Reconnu par l’Etat suédois comme religion officielle, le kopimisme, prônant la liberté de partage des informations, prêche sa bonne parole à travers le monde. Le Parti pirate, son pendant politique, a déjà ses premiers élus et espère faire une percée en Belgique.

« L’information est sacrée, le code est la loi, copier est un sacrement. » Ne vous moquez pas : en Suède, vous pourriez être taxé de blasphémateur par les adeptes du kopimisme (dérivé de l’anglais « copy me ») pour avoir critiqué leurs principes. Depuis l’an passé, les pirates du Web ont leur religion reconnue officiellement par l’Etat scandinave !

Isak Gerson, 21 ans, chef spirituel de l’organisation et étudiant en philosophie installé dans la ville universitaire d’Uppsala, invite à rejoindre la Kopimistsamfundet (communauté du kopimisme) qu’il définit comme « une philosophie s’opposant aux droits d’auteur sur toutes ses formes et encourageant le piratage de tous les types de médias comme la musique, les films, les émissions TV et les logiciels ». Le kopimisme, qui revendique 5 000 membres dans le monde, entend convertir d’autres adeptes incitant tous les fidèles à faire du prosélytisme par le biais du désormais célèbre copiez-collez. Les raccourcis clavier CTRL + C et CTRL + V représentent d’ailleurs les gestes sacrés du dogme suédois…

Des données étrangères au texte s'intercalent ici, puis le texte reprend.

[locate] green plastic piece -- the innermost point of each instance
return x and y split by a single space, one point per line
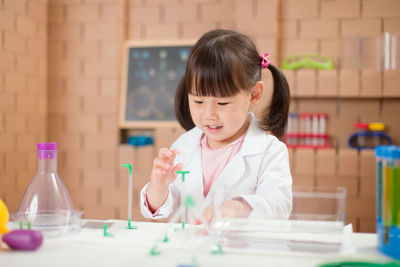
130 226
183 174
189 202
360 264
128 166
154 252
105 231
307 61
218 251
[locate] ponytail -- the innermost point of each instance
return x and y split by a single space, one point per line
274 117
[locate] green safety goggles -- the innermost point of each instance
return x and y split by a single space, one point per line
307 61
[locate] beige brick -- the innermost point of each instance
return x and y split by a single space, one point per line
216 12
304 162
107 141
109 87
255 27
194 30
67 105
349 83
371 83
347 162
306 82
64 32
27 65
180 14
145 14
56 14
108 123
37 11
18 7
7 61
26 26
82 49
100 105
26 103
391 83
340 9
14 82
14 42
319 29
70 68
381 8
361 27
325 162
82 123
87 87
7 21
351 185
391 25
327 83
161 31
306 9
293 47
289 29
99 178
110 50
82 13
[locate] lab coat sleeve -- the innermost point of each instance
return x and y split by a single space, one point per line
273 193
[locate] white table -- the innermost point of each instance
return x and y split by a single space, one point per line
90 247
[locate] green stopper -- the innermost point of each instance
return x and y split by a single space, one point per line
128 166
218 251
183 174
154 252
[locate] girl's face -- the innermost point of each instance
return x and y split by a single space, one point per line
223 119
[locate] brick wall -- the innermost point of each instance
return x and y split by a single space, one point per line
60 78
23 93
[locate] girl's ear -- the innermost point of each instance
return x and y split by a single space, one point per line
256 93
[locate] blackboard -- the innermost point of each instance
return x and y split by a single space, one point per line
151 74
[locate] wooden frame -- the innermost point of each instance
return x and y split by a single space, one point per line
130 86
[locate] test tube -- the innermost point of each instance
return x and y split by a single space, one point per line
315 123
322 129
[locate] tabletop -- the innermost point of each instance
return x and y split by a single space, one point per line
147 246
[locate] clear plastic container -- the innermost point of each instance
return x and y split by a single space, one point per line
316 225
46 203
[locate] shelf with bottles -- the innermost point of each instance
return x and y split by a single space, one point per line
307 130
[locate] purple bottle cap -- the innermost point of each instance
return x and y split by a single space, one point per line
47 146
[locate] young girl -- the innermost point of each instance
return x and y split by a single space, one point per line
225 149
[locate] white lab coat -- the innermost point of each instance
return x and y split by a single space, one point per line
259 173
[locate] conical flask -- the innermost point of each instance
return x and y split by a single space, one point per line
46 204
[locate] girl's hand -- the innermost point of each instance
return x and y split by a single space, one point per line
162 174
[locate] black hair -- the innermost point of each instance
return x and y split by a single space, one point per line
221 64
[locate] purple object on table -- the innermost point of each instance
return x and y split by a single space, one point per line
23 239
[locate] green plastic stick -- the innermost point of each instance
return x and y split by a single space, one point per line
129 196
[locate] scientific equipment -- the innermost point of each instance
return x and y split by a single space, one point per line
4 217
129 196
306 130
46 203
369 136
388 199
316 225
23 239
307 61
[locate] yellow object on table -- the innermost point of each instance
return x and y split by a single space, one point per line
4 217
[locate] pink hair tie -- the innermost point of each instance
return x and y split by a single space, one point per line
265 61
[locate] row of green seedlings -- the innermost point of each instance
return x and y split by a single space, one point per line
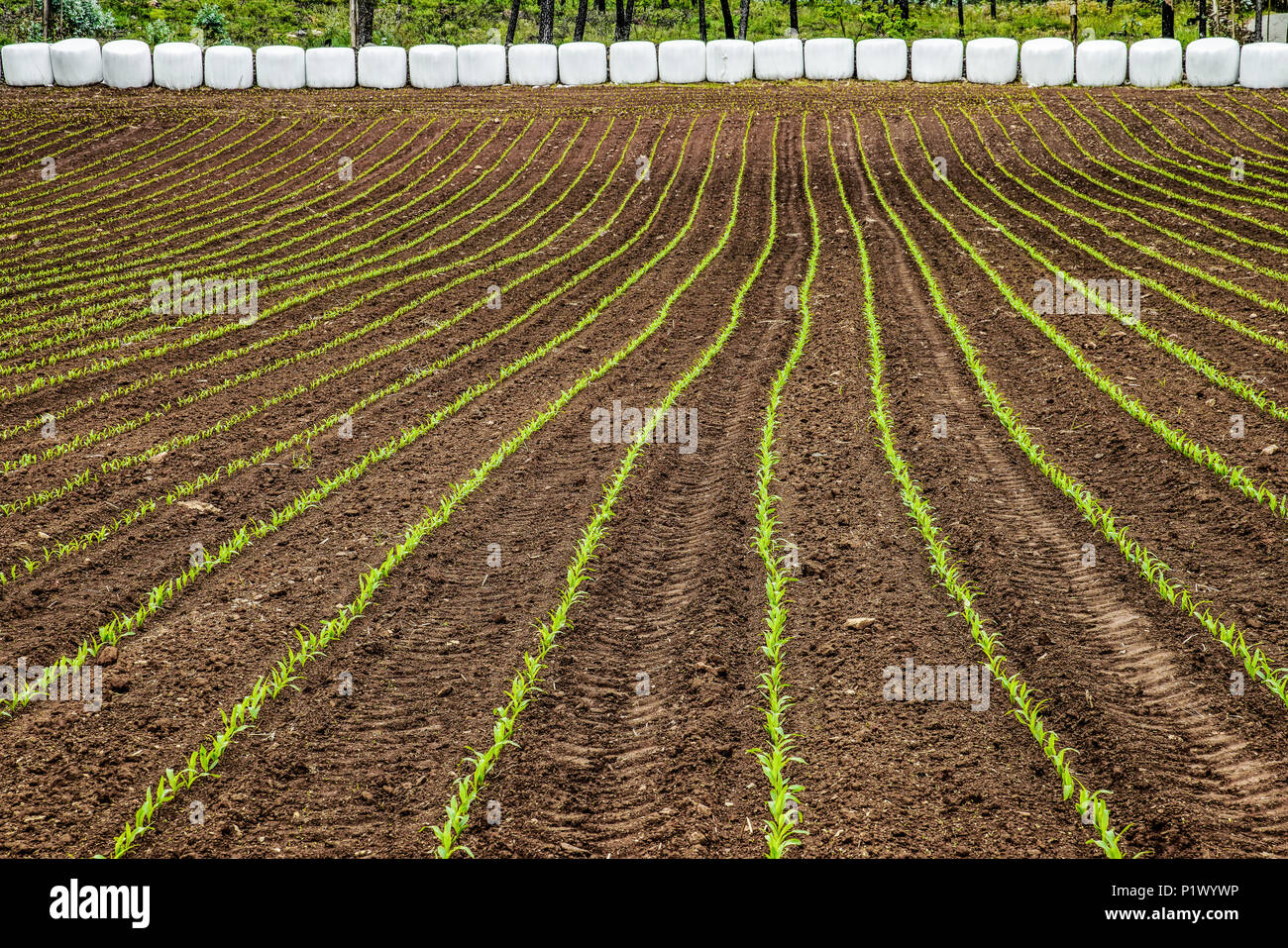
128 625
784 828
1184 355
1253 108
1137 556
189 488
944 567
112 291
526 682
1274 159
1196 201
80 204
119 342
42 226
111 163
161 263
29 138
224 329
76 140
310 644
88 475
1207 187
102 263
97 269
146 381
1197 163
1189 269
80 441
1176 440
317 291
1136 197
46 496
1227 158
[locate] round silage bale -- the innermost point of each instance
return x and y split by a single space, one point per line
176 65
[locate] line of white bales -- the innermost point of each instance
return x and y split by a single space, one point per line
995 60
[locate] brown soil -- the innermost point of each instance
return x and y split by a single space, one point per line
1136 686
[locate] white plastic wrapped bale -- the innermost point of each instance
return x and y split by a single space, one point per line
1047 60
230 67
1212 60
330 67
127 63
77 62
279 67
1102 63
176 64
780 59
1263 65
829 56
583 63
27 63
730 60
381 67
993 60
481 63
682 60
533 63
632 60
883 59
432 65
936 60
1154 63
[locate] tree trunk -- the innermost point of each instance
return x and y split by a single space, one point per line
622 29
362 13
546 21
728 18
514 22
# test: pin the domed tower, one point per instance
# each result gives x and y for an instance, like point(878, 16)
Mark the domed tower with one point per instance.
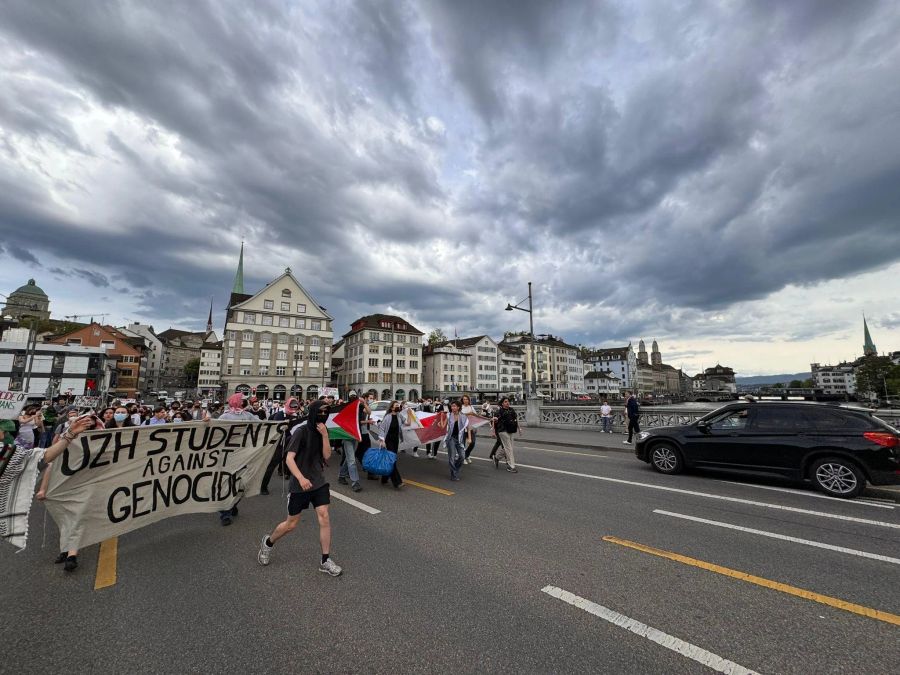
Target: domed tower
point(28, 301)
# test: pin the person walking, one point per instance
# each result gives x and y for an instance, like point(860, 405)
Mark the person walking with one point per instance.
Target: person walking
point(390, 436)
point(235, 411)
point(632, 411)
point(505, 425)
point(606, 417)
point(466, 408)
point(458, 433)
point(348, 445)
point(306, 456)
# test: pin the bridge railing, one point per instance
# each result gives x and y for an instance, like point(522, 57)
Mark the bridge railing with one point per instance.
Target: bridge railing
point(587, 418)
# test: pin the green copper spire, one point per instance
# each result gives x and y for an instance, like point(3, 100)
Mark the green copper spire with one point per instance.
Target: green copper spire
point(869, 346)
point(239, 275)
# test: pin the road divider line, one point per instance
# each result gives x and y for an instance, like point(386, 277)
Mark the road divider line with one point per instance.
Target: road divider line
point(857, 502)
point(563, 452)
point(430, 488)
point(782, 537)
point(691, 651)
point(106, 564)
point(837, 603)
point(695, 493)
point(353, 502)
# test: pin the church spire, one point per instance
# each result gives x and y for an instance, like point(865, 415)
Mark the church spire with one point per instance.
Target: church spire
point(868, 346)
point(239, 275)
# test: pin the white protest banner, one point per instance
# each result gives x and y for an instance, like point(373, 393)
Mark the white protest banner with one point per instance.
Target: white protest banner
point(11, 404)
point(86, 402)
point(107, 483)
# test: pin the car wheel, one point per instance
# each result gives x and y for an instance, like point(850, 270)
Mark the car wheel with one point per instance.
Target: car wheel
point(838, 477)
point(666, 458)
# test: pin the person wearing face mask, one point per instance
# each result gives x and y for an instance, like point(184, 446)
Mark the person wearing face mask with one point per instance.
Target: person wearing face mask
point(120, 419)
point(390, 436)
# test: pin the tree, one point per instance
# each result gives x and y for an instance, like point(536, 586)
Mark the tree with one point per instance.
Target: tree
point(436, 337)
point(872, 375)
point(192, 370)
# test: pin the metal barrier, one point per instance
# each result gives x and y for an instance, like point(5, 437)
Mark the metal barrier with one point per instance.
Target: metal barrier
point(587, 418)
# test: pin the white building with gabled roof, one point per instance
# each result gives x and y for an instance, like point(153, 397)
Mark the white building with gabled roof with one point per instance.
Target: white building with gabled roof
point(277, 341)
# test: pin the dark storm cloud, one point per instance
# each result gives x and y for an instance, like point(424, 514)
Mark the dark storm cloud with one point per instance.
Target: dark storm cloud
point(678, 158)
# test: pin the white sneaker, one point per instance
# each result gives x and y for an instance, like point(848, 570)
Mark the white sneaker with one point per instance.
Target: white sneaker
point(331, 567)
point(265, 551)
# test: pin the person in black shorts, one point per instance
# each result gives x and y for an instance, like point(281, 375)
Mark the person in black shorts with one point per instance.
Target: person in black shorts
point(307, 452)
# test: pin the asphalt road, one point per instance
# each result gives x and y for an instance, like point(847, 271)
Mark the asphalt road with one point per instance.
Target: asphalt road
point(510, 573)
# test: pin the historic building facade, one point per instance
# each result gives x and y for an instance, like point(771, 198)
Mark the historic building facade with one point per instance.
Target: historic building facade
point(277, 341)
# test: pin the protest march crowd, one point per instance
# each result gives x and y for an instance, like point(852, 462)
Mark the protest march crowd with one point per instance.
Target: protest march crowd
point(309, 433)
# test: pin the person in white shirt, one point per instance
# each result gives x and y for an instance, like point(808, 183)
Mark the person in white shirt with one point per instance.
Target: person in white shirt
point(606, 417)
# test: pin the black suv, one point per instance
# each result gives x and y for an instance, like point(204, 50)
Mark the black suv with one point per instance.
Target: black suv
point(838, 449)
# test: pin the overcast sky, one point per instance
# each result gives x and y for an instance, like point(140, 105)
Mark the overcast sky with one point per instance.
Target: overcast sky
point(723, 177)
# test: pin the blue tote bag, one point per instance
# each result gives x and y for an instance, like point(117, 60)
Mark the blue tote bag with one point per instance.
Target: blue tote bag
point(379, 461)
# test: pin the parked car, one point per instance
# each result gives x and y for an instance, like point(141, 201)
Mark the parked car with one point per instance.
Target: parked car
point(838, 449)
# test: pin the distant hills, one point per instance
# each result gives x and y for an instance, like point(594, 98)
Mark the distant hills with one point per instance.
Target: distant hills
point(772, 379)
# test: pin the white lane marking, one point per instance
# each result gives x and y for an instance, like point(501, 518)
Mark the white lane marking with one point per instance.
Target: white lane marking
point(671, 642)
point(694, 493)
point(562, 452)
point(858, 502)
point(353, 502)
point(783, 537)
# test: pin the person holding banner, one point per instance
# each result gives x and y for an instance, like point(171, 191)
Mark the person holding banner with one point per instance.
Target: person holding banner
point(457, 426)
point(307, 453)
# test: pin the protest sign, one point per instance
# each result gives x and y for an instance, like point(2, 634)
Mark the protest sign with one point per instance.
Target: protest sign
point(86, 402)
point(11, 404)
point(107, 483)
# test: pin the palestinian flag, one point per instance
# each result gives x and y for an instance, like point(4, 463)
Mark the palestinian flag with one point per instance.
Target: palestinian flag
point(343, 422)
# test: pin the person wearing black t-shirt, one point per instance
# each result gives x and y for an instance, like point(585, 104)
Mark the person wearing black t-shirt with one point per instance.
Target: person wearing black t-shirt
point(307, 452)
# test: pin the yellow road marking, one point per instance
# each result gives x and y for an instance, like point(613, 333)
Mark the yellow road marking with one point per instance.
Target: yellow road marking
point(887, 617)
point(106, 564)
point(425, 486)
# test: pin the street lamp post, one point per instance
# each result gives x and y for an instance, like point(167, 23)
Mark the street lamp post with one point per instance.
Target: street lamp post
point(530, 310)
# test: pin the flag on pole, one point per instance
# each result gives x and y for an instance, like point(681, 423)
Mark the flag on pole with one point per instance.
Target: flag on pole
point(343, 422)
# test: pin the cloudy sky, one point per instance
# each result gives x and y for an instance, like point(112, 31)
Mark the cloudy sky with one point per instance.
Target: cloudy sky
point(723, 177)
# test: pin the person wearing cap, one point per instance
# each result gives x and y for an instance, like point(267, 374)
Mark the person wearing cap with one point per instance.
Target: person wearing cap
point(291, 413)
point(349, 446)
point(235, 411)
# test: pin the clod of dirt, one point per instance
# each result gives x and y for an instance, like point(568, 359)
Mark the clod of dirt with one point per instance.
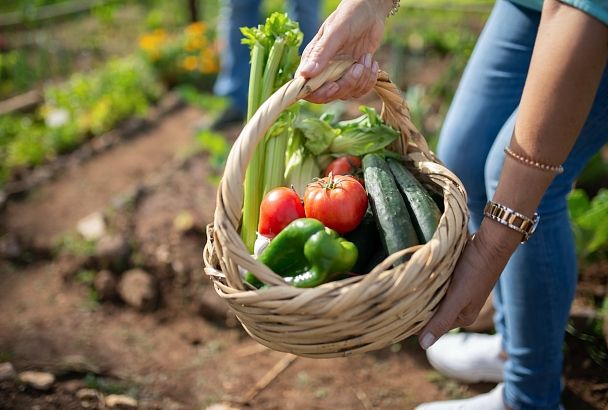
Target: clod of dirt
point(220, 406)
point(10, 248)
point(7, 371)
point(72, 386)
point(139, 290)
point(89, 398)
point(184, 222)
point(68, 265)
point(92, 226)
point(212, 307)
point(112, 252)
point(105, 285)
point(37, 380)
point(76, 363)
point(117, 401)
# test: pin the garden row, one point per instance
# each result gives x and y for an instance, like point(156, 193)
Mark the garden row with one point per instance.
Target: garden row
point(92, 103)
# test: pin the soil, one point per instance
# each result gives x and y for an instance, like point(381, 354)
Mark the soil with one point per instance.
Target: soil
point(178, 356)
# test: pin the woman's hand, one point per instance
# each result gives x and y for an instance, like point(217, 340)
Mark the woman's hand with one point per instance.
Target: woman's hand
point(477, 270)
point(354, 30)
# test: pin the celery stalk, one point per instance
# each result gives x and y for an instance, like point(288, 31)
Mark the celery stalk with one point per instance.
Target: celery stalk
point(252, 194)
point(274, 167)
point(274, 41)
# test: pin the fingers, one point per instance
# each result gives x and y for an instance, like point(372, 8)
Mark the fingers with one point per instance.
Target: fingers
point(324, 94)
point(323, 47)
point(442, 321)
point(357, 81)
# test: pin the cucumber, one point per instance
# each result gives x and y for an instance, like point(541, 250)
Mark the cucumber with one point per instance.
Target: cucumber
point(392, 218)
point(421, 206)
point(367, 240)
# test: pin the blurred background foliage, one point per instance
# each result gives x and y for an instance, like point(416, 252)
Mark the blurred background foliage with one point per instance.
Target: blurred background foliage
point(95, 63)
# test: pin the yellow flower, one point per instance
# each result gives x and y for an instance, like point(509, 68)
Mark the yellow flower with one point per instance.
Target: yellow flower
point(196, 28)
point(209, 62)
point(151, 42)
point(189, 63)
point(195, 43)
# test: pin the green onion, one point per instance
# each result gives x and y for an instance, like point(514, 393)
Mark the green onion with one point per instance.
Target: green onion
point(270, 68)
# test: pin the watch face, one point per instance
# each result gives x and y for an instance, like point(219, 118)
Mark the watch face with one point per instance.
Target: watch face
point(534, 224)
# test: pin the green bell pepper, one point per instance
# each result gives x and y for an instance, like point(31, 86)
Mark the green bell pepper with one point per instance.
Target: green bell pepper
point(307, 254)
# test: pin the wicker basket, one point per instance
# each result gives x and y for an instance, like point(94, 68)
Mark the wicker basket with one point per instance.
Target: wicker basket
point(353, 315)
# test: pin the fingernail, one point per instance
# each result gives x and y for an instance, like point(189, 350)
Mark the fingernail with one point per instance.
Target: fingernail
point(309, 67)
point(427, 340)
point(332, 89)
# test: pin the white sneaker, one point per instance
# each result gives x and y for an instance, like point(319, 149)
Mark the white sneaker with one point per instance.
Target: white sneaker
point(492, 400)
point(468, 357)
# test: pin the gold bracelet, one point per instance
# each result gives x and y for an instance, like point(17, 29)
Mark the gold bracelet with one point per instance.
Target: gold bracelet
point(558, 169)
point(512, 219)
point(395, 9)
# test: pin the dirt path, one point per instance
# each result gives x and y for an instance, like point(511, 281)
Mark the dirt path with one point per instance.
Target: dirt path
point(183, 359)
point(171, 358)
point(57, 206)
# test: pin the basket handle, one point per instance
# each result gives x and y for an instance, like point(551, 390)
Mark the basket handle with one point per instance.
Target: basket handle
point(230, 193)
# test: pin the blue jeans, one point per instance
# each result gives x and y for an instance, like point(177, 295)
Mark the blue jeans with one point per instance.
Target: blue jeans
point(533, 295)
point(233, 80)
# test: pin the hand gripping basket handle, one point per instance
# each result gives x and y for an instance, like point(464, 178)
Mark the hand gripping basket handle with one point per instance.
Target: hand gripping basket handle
point(230, 193)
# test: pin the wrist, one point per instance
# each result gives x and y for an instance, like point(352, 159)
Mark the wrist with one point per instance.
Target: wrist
point(384, 7)
point(497, 240)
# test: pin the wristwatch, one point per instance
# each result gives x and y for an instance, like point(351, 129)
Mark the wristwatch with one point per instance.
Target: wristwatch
point(512, 219)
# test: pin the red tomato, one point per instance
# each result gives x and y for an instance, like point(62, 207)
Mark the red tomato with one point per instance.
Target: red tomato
point(279, 207)
point(338, 201)
point(345, 165)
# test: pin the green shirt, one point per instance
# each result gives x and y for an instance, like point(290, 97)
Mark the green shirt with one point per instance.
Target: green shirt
point(595, 8)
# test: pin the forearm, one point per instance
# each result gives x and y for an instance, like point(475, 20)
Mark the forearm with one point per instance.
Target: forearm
point(567, 64)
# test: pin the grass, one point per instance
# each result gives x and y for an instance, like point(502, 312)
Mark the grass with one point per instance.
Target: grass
point(73, 244)
point(451, 388)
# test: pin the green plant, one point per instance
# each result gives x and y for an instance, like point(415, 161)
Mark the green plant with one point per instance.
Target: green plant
point(73, 244)
point(589, 222)
point(190, 56)
point(96, 101)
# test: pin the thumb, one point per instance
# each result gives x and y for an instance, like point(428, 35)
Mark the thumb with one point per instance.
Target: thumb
point(442, 321)
point(319, 52)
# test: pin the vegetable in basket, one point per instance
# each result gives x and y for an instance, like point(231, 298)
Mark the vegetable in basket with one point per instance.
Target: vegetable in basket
point(279, 208)
point(274, 57)
point(307, 254)
point(422, 208)
point(338, 201)
point(317, 139)
point(345, 165)
point(393, 220)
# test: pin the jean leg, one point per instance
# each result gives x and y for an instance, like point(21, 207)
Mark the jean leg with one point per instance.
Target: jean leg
point(489, 91)
point(306, 13)
point(233, 80)
point(538, 283)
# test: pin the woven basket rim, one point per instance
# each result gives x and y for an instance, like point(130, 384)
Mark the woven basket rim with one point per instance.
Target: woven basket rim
point(286, 318)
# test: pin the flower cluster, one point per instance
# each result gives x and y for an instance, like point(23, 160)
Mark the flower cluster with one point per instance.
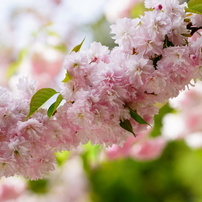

Les kopimistes ont des ambitions dans la sphère spirituelle et dans le champ politique : ils entretiennent d’étroits liens avec le Parti pirate suédois. Le plus bel exemple de cette filiation reste Gustav Nipe, co-fondateur du kopimisme et président de l’association étudiante du parti. Créé en 2006, le Piratpartiet qui milite notamment pour une réforme des droits de la propriété intellectuelle, des brevets et le développement d’une démocratie directe, est vite devenu populaire suite à la fermeture du site de téléchargement The Pirate Bay. « Le gouvernement suédois a cédé sous la pression de l’industrie américaine du divertissement en violant les droits des citoyens suédois. Ça a vexé le peuple », explique Rickard Falkvinge, président du Piratpartiet, dans le documentaire Good Copy, Bad Copy.
Les pirates suédois sont donc partis à l’abordage des urnes décrochant deux sièges d’eurodéputés en 2009.

En Belgique, le parti n’a pas encore d’élu, mais espère marcher sur les traces de sa maison-mère : « J’ai obtenu 238 voix en seulement trois semaines de campagne, ce n’est pas si mal, plaisante Line Callebaut, candidate à Bruxelles-ville lors des communales d’octobre dernier et secrétaire générale du Parti pirate belge. Beaucoup de gens sont intéressés et nous suivent. Le problème, c’est qu’on n’a pas d’argent. Cela pourrait donc être intéressant de voir le kopimisme reconnu comme religion ici aussi… »

L’Eglise de la Scientologie, les témoins de Jéhovah, l’Ásatrú… En Suède, plus d’une vingtaine de croyances ont été reconnues officiellement par l’Etat alors que la séparation avec l’Eglise luthérienne ne s’est faite qu’en 2000. En Belgique, où seules six religions sont officielles (islam, catholicisme, anglicanisme, orthodoxie, protestantisme et judaïsme), « il est impossible que le kopimisme soit reconnu, car il faudrait faire pareil avec des cultes implantés depuis plus longtemps, comme la scientologie, estime Anne Morelli, directrice du Centre interdisciplinaire de l’étude des Religions et de la Laïcité. Cette reconnaissance est d’autant plus difficile qu’elle entraîne le versement de subsides. »

En pleine crise économique, pas évident donc que les autorités mettent la main au portefeuille pour financer une « religion » qui encourage le téléchargement illégal.